EADS said Tuesday its new Cassidian radar for the German navy’s F125 class frigates has demonstrated its reconnaissance and surveillance capabilities during tests in the North Sea and Baltic Sea and during factory acceptance tests.

Next year, the first system is planned to be integrated into the Baden-Württemberg-class lead ship.

German F125 Frigate  Image: Cassidian
German F125 Frigate
Image: Cassidian

In two test series of several weeks, the TRS-4D naval radar showed extraordinarily high precision, particularly when detecting small targets such as Unmanned Aerial Vehicles, guided missiles and periscopes, the company said in a Dec. 17 statement.

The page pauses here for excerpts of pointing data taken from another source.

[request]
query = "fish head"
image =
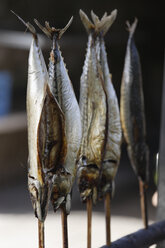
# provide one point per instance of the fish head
(40, 195)
(88, 176)
(62, 186)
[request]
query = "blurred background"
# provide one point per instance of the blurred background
(14, 49)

Subsequently, the customer confirmed the system’s capabilities during the factory acceptance test at Cassidian’s Ulm location.

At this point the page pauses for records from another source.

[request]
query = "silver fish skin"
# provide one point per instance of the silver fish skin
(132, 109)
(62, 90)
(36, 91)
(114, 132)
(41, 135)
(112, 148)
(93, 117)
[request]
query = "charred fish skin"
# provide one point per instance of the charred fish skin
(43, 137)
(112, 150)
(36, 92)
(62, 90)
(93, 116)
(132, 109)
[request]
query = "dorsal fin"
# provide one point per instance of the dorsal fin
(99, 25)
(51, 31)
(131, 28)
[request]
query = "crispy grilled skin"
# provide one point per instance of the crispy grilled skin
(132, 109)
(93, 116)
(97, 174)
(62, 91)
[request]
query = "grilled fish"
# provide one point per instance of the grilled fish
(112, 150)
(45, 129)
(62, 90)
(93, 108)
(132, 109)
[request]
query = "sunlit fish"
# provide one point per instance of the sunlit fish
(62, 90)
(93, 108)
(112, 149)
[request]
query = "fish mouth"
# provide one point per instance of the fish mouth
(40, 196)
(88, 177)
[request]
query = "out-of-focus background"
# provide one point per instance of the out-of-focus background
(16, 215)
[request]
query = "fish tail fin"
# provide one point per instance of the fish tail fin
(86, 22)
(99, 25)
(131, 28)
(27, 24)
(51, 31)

At the beginning of the test series, which ran for over a year, the radar underwent functional tests on the beach, which were carried out by the Bundeswehr Technical Center No. 71 in Surendorf.

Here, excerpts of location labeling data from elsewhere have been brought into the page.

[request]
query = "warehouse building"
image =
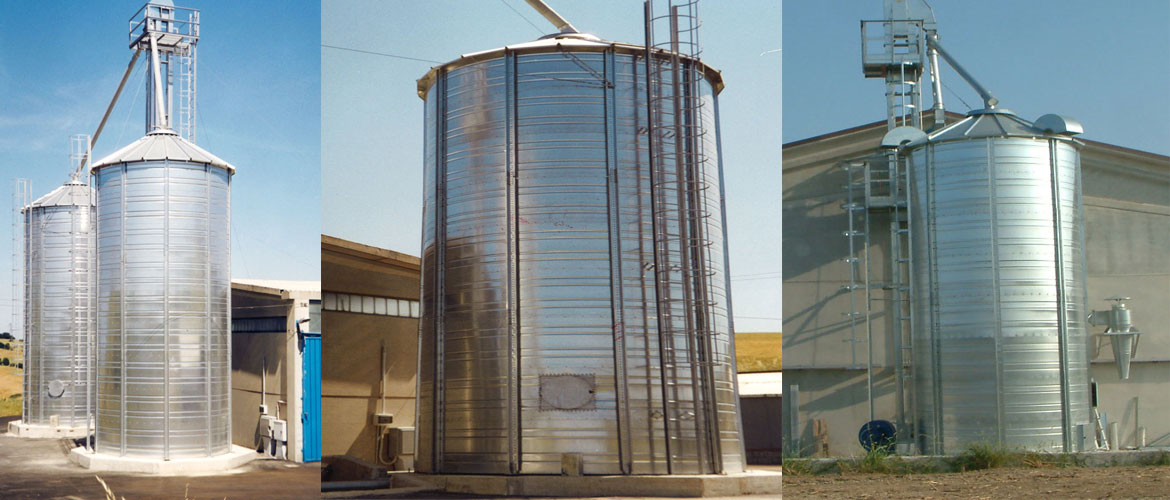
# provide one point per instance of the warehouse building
(275, 368)
(370, 312)
(1127, 213)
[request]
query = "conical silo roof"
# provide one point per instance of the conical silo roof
(1000, 122)
(71, 193)
(158, 145)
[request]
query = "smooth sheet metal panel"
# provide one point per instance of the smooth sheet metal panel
(59, 276)
(988, 242)
(537, 218)
(164, 312)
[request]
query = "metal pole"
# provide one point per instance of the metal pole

The new radar’s system concept, for the first time, allows the advantages of Active Electronically Scanned Array technology to also be fully exploited for small and medium-sized ships.

The use of multiple independent emitters in its antenna makes this system more accurate and faster than conventional radars, allowing it to tackle a wider-than-ever range of targets, for example, for protection against asymmetric attacks, the statement said. The system architecture is designed so that the radar system’s capabilities can easily be extended through software updates.

For the F125 frigates, the system will be deployed in a version with four fixed arrays. Using electronically controlled beams, these planar arrays are able to track individual targets much more accurately than mechanically rotating antennas, whose update rate depends on their rotational speed. The four F125 frigates of the Baden-Württemberg class should replace the German Navy’s F122 Bremen class ships from 2016.